Silicon Valley has always been one of the most meritocratic industries, but that has never meant credentials and experience don’t matter here. They just matter less. Now they are going to become even less important.
Paul Ford wrote beautifully in The New York Times about vibe coding’s potential to democratize software, to put the power of building into more hands. I share his optimism. But I’d add that this democratization isn’t just about access to tools. It’s a reordering of what we value in people. We spent decades building a culture that worships credentials and experience. Those things aren’t worthless, but they’re no longer sufficient. The new currency is adaptability, and unlike a Stanford degree, it’s available to everyone.
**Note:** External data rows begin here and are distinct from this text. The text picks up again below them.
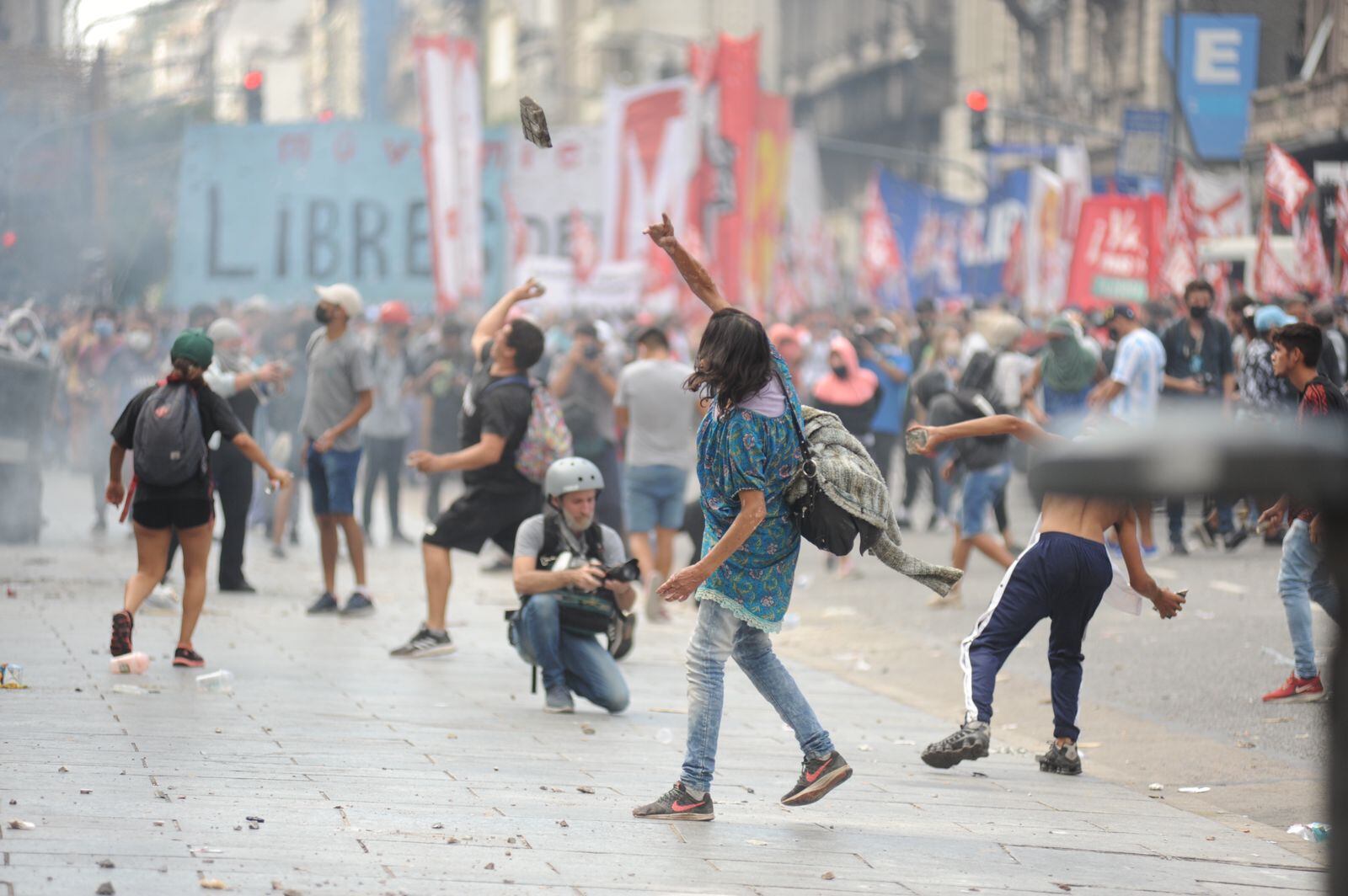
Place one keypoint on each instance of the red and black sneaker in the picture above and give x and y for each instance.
(817, 778)
(678, 805)
(188, 657)
(1297, 691)
(121, 626)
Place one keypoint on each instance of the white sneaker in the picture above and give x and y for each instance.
(163, 599)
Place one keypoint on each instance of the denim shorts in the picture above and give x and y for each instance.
(654, 498)
(332, 480)
(981, 489)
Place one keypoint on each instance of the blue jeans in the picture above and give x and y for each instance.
(720, 635)
(981, 491)
(654, 498)
(1303, 577)
(332, 482)
(566, 658)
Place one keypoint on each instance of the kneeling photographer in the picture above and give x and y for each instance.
(575, 583)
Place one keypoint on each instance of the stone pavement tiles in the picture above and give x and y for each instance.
(444, 775)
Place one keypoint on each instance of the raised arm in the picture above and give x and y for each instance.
(691, 269)
(999, 424)
(495, 317)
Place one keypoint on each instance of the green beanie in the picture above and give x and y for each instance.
(193, 345)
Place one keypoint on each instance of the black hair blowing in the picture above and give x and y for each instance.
(734, 360)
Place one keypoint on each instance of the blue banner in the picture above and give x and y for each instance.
(1219, 67)
(276, 209)
(949, 248)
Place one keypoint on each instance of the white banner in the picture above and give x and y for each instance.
(452, 141)
(549, 185)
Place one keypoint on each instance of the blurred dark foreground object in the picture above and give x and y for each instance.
(536, 123)
(1199, 455)
(24, 401)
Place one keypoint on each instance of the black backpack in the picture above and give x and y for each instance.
(168, 448)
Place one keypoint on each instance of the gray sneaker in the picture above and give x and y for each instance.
(971, 741)
(425, 643)
(1062, 760)
(559, 700)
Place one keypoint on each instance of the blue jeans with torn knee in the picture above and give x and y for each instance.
(719, 637)
(1303, 577)
(566, 658)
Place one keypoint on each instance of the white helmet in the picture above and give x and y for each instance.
(572, 475)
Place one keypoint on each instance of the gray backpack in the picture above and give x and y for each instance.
(168, 448)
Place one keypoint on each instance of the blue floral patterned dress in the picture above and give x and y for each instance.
(739, 451)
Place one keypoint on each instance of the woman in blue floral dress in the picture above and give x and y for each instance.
(747, 455)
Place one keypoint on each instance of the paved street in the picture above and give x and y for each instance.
(377, 776)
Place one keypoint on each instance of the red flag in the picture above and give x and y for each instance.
(882, 262)
(584, 247)
(1316, 278)
(1013, 271)
(1341, 235)
(1271, 280)
(1285, 184)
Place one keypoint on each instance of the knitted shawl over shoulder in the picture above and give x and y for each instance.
(849, 477)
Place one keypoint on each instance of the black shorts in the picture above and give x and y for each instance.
(478, 516)
(177, 512)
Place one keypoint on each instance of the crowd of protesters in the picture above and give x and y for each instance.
(880, 371)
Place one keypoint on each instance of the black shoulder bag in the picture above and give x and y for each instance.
(822, 523)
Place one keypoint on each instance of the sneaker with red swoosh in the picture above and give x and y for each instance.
(678, 805)
(1297, 691)
(817, 778)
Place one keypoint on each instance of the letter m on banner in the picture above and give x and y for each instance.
(649, 147)
(452, 146)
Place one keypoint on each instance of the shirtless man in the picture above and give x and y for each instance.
(1062, 576)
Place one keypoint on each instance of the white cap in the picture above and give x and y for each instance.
(344, 296)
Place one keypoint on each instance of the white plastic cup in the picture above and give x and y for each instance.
(128, 664)
(222, 680)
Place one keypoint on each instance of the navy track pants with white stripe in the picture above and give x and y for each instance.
(1058, 577)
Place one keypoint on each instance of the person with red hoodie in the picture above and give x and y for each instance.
(848, 390)
(1303, 576)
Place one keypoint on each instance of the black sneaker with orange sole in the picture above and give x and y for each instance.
(817, 778)
(678, 805)
(188, 657)
(121, 626)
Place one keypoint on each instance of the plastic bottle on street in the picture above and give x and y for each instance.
(222, 680)
(1314, 832)
(128, 664)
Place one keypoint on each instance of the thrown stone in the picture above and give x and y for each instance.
(536, 123)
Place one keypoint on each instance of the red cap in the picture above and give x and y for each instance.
(395, 313)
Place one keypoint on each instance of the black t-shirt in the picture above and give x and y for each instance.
(1208, 360)
(502, 410)
(216, 417)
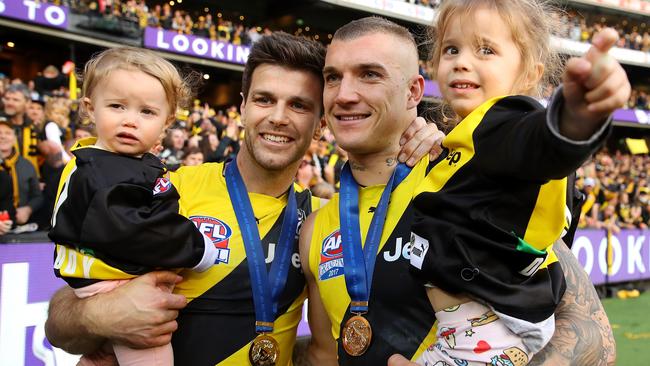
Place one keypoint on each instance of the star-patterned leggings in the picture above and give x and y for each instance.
(471, 334)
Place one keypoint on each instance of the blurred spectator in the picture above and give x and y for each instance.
(16, 100)
(26, 192)
(192, 156)
(36, 112)
(50, 81)
(57, 130)
(615, 188)
(7, 208)
(173, 144)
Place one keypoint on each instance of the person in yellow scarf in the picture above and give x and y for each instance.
(16, 100)
(27, 195)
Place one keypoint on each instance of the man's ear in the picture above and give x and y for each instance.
(318, 132)
(242, 109)
(415, 91)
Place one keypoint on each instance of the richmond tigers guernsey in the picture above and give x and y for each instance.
(397, 327)
(487, 215)
(218, 324)
(116, 217)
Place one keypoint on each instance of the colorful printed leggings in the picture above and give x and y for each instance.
(471, 334)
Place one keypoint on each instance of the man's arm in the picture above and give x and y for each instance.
(140, 314)
(583, 335)
(322, 347)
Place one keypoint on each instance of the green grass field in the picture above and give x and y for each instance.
(630, 319)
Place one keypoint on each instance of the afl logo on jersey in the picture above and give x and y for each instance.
(218, 231)
(162, 185)
(331, 258)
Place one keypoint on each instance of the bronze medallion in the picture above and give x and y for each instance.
(356, 335)
(264, 351)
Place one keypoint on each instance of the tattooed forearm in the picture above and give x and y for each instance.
(583, 335)
(356, 166)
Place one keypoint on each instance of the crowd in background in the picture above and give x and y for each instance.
(46, 124)
(615, 184)
(572, 24)
(617, 193)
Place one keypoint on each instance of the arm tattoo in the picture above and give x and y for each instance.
(583, 335)
(356, 166)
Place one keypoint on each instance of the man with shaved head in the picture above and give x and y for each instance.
(364, 306)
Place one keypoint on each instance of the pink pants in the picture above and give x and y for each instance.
(471, 334)
(155, 356)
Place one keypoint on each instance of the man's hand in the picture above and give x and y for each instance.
(595, 85)
(140, 314)
(419, 139)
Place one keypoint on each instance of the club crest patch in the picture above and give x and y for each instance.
(162, 185)
(218, 231)
(331, 257)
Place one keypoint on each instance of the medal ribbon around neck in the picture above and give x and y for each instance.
(267, 288)
(359, 263)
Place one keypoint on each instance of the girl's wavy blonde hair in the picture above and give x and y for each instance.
(178, 89)
(531, 23)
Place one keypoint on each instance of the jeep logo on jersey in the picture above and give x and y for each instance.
(218, 232)
(162, 185)
(453, 157)
(331, 258)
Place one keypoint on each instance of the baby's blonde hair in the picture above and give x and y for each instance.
(178, 90)
(531, 23)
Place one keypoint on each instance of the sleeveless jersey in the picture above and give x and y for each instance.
(218, 324)
(488, 213)
(396, 328)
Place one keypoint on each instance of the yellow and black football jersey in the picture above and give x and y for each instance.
(116, 217)
(218, 324)
(487, 214)
(399, 313)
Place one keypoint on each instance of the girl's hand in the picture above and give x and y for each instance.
(595, 85)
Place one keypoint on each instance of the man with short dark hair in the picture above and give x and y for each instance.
(364, 305)
(225, 321)
(16, 100)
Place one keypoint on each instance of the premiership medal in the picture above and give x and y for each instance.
(359, 261)
(264, 351)
(356, 335)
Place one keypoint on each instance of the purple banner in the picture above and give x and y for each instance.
(165, 40)
(630, 260)
(639, 116)
(35, 12)
(26, 285)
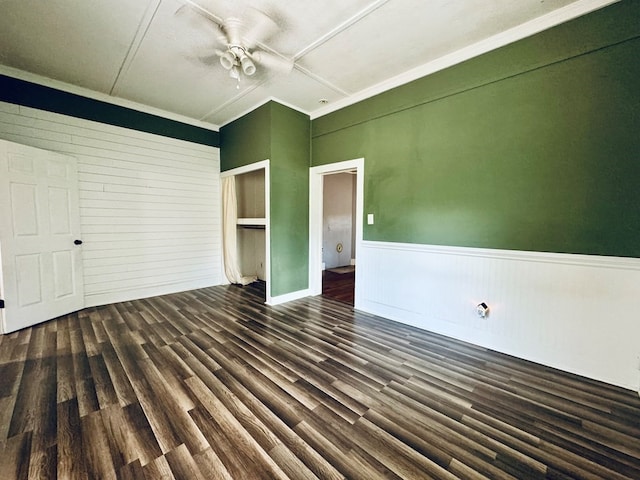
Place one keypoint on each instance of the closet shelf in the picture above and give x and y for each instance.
(252, 221)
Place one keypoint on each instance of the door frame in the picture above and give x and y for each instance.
(316, 197)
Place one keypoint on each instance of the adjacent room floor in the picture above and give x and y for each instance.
(213, 384)
(339, 284)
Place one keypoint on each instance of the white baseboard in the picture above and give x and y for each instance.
(572, 312)
(288, 297)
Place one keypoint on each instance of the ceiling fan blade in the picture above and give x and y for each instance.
(259, 27)
(201, 23)
(272, 61)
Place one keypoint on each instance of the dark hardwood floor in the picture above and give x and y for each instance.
(212, 384)
(339, 286)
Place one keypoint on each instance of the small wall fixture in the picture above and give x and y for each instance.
(482, 309)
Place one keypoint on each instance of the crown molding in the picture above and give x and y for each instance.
(527, 29)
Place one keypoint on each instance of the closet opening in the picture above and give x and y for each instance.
(246, 227)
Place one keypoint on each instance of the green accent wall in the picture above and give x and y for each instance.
(282, 135)
(21, 92)
(534, 146)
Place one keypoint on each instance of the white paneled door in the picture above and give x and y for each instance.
(40, 241)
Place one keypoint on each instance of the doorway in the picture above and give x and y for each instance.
(338, 236)
(316, 218)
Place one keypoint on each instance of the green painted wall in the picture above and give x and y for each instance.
(534, 146)
(291, 151)
(281, 135)
(246, 140)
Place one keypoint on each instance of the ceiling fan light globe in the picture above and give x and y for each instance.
(234, 72)
(227, 60)
(248, 66)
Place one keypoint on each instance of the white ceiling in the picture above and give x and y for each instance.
(141, 55)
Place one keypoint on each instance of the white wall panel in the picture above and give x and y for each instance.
(149, 205)
(578, 313)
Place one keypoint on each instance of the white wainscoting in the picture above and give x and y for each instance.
(578, 313)
(149, 205)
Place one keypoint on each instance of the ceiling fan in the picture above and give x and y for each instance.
(234, 41)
If anything, this shift is teaching me what it is like to be human again—not human in the romantic, AI-can-never-replace-us sense, but human in the uncomfortable sense, the part where you have to let go of the thing you were in order to become the thing you might be.
That’s always been the hardest part, long before AI. The technology just made it impossible to ignore.
This article was first published in The Information.
Aditya Agarwal is a general partner at South Park Commons. He was previously chief technology officer of Dropbox and an early engineer at Facebook.



Funny you say that, but the SPC website is still looking for candidates who have won Olympic gold medals. Oh, and that’s totally fine—I mean, who doesn’t want to trust a great person? But did I mention that women still get minimal attention despite having cool websites, great side projects, and a genuine love for building things? I bet they’d still lose to male candidates, even if they had the same Olympic gold medal. LOL
Code being a commodity now has also given rise to the generalists of the world. SME's and people with deep expertise in something were always sought after and the most "hireable." Where generalists who were never the best at one thing, but decent at many things, embodied that restlessness you mentioned, constantly. I believe they now have an upper-hand and can be empowered to do more because of their native agility/seeing patterns across the spectrum. I fear SME's and deep expertise are becoming commoditized; engineers and coding languages is just one of the first examples here.